The hospital's heart transplant program was identified as "low volume" by Medicare based on old data, said hospital spokeswoman Heather Woolwine, and the federal decision was made as part of the government's "larger strategy not to fund 'low volume' centers." Research shows transplant centers with higher volumes have better outcomes.
The Medical University of South Carolina hospital, which is the only one in the state that performs heart transplants, is appealing the decision, Woolwine said. It does not affect pediatric patients awaiting transplant or adult patients covered by private insurance policies.
The reason MUSC was deemed a low-volume center by Medicare, she said, dates back to a voluntary decision made by hospital officials three years ago to temporarily suspend the heart transplant program. They were concerned, at the time, about poor patient outcomes. At least one person who received a heart transplant at MUSC died.
In 2014, hospital officials said surgeons there had performed nearly 500 heart transplants since the program's inception in the mid-1980s. More than 90 percent of patients who received a new heart at MUSC survived at least one year after the procedure.

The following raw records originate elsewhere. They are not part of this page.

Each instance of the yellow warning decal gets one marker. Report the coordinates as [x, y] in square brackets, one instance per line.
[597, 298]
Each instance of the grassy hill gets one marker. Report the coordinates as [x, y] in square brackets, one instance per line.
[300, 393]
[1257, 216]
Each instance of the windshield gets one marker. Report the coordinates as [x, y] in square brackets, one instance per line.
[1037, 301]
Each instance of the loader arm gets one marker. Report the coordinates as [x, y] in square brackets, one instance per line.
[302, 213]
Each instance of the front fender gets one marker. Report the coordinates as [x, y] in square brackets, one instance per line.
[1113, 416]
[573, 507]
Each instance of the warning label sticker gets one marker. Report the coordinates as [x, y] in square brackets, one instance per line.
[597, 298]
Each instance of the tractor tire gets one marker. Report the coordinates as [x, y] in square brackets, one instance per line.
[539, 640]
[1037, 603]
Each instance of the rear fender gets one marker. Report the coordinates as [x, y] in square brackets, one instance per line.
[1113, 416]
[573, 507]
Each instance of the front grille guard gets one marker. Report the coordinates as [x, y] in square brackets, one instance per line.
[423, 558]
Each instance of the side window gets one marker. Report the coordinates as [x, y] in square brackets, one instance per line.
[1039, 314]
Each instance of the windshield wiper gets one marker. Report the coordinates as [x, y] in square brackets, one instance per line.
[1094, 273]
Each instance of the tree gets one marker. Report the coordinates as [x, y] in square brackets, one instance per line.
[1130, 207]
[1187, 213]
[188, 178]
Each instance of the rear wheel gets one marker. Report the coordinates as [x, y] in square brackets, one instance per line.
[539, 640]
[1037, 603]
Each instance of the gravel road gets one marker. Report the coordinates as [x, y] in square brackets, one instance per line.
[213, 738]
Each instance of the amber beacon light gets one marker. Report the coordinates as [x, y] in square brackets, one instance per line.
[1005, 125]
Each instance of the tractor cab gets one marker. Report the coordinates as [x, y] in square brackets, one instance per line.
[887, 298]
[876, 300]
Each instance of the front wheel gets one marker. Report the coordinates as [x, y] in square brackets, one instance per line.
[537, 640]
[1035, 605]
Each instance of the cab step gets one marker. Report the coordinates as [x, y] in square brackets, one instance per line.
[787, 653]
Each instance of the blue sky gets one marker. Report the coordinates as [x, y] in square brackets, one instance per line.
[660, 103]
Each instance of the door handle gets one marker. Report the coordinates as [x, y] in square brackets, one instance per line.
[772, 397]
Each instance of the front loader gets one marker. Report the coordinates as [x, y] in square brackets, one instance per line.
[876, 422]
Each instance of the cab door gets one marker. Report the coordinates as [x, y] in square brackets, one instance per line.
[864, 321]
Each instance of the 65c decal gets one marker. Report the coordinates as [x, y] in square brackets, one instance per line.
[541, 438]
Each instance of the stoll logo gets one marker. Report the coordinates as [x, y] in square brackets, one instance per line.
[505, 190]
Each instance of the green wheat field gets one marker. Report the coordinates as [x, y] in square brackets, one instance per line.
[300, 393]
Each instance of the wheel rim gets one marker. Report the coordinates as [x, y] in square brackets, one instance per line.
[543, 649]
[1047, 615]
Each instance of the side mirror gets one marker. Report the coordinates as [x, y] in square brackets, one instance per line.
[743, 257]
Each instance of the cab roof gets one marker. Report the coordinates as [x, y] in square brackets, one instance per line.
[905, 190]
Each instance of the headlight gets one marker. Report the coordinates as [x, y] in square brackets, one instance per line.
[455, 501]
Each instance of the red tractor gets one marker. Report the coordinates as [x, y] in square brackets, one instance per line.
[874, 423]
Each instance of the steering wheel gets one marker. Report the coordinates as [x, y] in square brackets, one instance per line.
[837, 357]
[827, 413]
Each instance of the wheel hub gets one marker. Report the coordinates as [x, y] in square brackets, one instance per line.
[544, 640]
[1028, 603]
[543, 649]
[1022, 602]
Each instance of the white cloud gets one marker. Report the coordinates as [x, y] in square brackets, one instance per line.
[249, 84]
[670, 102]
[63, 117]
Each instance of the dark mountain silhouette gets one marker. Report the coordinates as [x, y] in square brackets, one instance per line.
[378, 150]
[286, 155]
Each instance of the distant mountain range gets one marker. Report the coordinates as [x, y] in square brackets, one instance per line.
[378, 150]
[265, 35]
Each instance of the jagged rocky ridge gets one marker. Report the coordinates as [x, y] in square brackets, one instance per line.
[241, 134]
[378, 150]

After a months-long review, surgeons at MUSC resumed performing heart transplants in February 2015 and, since then, the program "has seen 100% graft and patient survival success," Woolwine said. "This loss of funding is not a reflection of the program’s quality."
The hospital has identified nine patients who will be affected by the decision.
A spokeswoman for the federal Medicare program did not immediately respond to questions for this article.